21 ago 2015

Lágrimas invisibles

Todo ser humano llora. Eso dicen, y… en el fondo, no les falta razón. Es de hecho lo primero que hacemos nada más nacer. Llorábamos a menudo cuando éramos pequeños, para tratar de conseguir que nos hicieran caso. También unos años después cuando, jugando en el patio de la escuela, nos caíamos al suelo, quedando éste manchado inmediatamente con la sangre de nuestros codos o rodillas. Llorábamos cuando nos castigaban sin salir a la calle, o cuando bajo ningún concepto queríamos rellenar esos odiosos cuadernillos de vacaciones.

Llorábamos bastante entonces, cuando sólo éramos niños. Pero cuando la gente crece también llora. Ahora es cuando llora de verdad. Lloramos cuando nos dan una sorpresa, o también cuando vemos a aquella persona especial acercarse a nosotros como no lo hizo nunca. Lloramos al reencontrarnos con nuestros familiares y más cercanos amigos. También al perder a nuestros seres queridos. Lloramos cuando nos vamos de casa, cuando tenemos miedo, cuando nos sentimos solos. Lloramos cuando la persona amada nos dice que no. O cuando afrontamos que jamás vamos a ver de nuevo a ese alguien especial. Ahora lloramos desde el corazón, pues éste es quien derrama la primera lágrima.

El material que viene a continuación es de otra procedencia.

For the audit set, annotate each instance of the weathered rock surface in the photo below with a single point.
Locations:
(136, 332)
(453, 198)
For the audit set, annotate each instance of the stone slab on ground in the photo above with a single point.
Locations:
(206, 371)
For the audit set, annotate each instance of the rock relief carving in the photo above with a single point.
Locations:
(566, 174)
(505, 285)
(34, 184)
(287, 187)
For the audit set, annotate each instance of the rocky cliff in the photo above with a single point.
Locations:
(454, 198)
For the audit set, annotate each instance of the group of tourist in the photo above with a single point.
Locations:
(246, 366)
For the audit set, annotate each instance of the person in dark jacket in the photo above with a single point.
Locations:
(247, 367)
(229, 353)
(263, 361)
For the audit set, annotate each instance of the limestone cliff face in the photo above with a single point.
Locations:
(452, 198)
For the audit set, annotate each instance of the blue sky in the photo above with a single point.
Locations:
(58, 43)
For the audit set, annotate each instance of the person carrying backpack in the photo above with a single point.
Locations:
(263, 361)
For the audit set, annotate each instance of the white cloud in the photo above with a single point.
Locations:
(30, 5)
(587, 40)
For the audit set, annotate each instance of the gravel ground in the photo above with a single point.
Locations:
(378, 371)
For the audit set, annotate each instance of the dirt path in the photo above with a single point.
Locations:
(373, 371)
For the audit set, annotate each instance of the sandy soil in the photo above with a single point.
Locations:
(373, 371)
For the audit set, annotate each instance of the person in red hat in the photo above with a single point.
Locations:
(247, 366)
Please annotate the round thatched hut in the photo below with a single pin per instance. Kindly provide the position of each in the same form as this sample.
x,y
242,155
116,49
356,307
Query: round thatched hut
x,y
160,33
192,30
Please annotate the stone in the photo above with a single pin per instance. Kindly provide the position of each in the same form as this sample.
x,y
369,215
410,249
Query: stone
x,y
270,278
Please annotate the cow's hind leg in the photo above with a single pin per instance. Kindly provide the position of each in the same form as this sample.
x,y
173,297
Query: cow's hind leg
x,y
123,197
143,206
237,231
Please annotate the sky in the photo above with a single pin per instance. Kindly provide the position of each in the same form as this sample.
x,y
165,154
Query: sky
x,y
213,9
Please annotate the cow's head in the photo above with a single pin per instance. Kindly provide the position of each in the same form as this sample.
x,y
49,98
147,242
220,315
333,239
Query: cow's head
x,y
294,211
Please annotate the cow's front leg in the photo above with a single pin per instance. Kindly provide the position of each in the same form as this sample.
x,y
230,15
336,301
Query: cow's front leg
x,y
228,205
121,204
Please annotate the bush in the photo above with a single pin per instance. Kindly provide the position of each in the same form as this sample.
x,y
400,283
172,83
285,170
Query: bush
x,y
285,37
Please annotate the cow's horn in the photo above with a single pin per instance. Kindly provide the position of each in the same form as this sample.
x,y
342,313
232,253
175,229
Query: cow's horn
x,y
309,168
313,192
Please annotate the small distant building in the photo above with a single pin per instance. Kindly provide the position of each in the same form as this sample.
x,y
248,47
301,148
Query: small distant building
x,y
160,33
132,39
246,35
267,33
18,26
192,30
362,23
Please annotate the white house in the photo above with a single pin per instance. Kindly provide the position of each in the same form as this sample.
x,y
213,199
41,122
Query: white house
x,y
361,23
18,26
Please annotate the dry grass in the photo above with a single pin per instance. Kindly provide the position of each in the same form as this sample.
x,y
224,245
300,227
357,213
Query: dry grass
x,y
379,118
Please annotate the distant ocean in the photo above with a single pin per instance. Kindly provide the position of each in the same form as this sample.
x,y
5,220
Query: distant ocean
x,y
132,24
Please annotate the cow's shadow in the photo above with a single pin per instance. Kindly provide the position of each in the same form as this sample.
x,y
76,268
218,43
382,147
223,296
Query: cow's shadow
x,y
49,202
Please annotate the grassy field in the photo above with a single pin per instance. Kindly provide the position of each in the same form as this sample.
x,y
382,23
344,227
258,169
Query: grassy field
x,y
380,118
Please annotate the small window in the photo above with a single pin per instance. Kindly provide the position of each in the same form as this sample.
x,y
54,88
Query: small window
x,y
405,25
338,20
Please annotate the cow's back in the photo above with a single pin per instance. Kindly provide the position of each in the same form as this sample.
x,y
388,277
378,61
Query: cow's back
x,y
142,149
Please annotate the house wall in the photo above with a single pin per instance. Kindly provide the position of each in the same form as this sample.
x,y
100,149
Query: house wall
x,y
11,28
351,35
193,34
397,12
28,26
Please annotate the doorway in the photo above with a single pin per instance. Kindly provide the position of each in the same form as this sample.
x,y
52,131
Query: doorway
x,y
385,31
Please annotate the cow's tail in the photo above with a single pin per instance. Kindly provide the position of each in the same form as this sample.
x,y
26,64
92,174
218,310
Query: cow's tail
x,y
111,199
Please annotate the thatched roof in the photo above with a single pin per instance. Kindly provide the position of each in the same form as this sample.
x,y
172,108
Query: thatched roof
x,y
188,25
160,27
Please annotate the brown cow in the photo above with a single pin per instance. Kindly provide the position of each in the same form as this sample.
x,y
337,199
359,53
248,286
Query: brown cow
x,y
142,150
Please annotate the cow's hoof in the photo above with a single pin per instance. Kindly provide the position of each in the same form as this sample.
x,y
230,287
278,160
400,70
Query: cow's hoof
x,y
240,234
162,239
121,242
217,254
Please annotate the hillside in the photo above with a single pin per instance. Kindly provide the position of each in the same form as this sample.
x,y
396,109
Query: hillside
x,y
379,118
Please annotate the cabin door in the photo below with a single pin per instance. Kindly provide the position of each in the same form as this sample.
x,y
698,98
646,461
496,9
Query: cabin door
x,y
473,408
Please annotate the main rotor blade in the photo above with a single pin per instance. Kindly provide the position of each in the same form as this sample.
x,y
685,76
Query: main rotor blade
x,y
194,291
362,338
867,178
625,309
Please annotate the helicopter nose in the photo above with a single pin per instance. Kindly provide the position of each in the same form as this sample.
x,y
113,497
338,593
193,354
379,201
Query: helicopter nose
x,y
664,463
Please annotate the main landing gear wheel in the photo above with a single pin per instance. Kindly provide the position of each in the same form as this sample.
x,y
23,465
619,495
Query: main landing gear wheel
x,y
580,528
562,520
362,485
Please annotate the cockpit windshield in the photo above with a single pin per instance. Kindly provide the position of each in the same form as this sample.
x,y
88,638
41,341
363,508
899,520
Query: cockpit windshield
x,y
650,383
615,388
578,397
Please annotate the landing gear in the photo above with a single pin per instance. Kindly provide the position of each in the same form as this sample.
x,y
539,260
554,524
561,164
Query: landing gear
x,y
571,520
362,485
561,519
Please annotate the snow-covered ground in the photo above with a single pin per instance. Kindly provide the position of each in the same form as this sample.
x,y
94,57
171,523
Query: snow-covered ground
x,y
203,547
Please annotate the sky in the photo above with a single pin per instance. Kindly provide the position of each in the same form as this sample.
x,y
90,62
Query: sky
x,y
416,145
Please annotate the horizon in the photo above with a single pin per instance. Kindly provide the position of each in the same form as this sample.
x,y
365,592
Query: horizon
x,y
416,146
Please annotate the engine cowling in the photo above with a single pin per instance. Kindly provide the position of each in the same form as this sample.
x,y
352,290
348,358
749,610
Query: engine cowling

Mejor dicho: lloráis. Excluyendo, como es obvio, los efímeros sollozos de la niñez, puedo sinceramente afirmar que yo no he llorado nunca. Nunca. Aun habiendo tenido delante ocasiones de lo más variopinto y propicias para ello, bien fuera por alegría o por dolor. Lo único que he hecho ha sido quedarme tal cual estaba, convirtiéndome en una sencilla y redondeada roca. Jamás he sido capaz de hacer ninguna otra cosa.
Tal vez sea por mi forma de ser, pero es desesperanzador saber que, aun con el paso del tiempo, nunca he podido ni podré observar la imagen de una lágrima rodando hacia abajo por alguna de mis mejillas. No sé lo que es llorar, y no llegaré a saber qué es lo que se siente. Pese a poder ofrecer mi hombro para que tú llores si te sientes mal, yo nunca lo voy a hacer en el tuyo. No seré capaz, no me lo tengas en cuenta. Parece que el Universo sepa que siempre seré ese ser gélido incapaz de llorar por tan solo un instante.
Me uno así al degradado club de aquellos que no lloran, pero que sí sienten. De aquellos tachados de insensibles, de los que se dice que ni se emocionan ni se inmutan con una desgracia y que, por el contrario, pueden experimentar la misma alegría o dolor momentáneo que cualquier otro. Todo ello aderezado con esa vana y a la vez honda conmoción que me hace verme en ocasiones como un ser extraño, que me hace darme cuenta de este frío. Para algunos puede ser desgarrador, y es difícil imaginárselo desde fuera. “¿Por qué estoy así ahora, tan rígido?” Me pregunto. Bien sea en reencuentros, despedidas o fallecimientos.
Sí, inmóvil.
Además, siempre acaba por aparecer ese maldito nudo en la garganta con una canción, al recordar cierto momento o al pensar en ella una vez más y fijarme en cuán lejos estamos. Pero no puedes hacer nada. Se queda ahí y te contamina. Pobre de ti si no eres capaz de soportarlo.
Tal vez sirva de consuelo el saber que ninguna lágrima será capaz de perturbarme, pero en más de una ocasión las he anhelado. Aunque sea un clamor inaudible, me gustaría poder llorar alguna vez en mi vida, poder exhalar un sentimiento de esa forma, dejando entonces de maltratar a mi hígado engullendo tanto veneno emocional. Y es que, aunque lo eliminemos, siempre acaba dejando su azulada huella.

Me gustaría llorar de felicidad al abrazarte cuando te vuelva a ver, o esbozar una mirada compungida cuando marche a estudiar a cientos de kilómetros de aquí. Aunque solo fuese por curiosidad. Pero no lo haré, pues además de no poder llorar, pienso tender puentes sobre los barrancos. 
Pienso que tú, si lloras, podrías sentirte afortunad@. Como ves, a veces es más doloroso no hacerlo. En cualquier caso, espero que la mayor parte de las veces sean lágrimas de felicidad. Y espero que, si no lo son, sean lo más breves posible, pudiendo ver los motivos por los que enderezarte de nuevo y continuar, los cuales, innegablemente, siempre están ahí.

Es descarnado. Es un alivio. Pero admito que yo no lloro.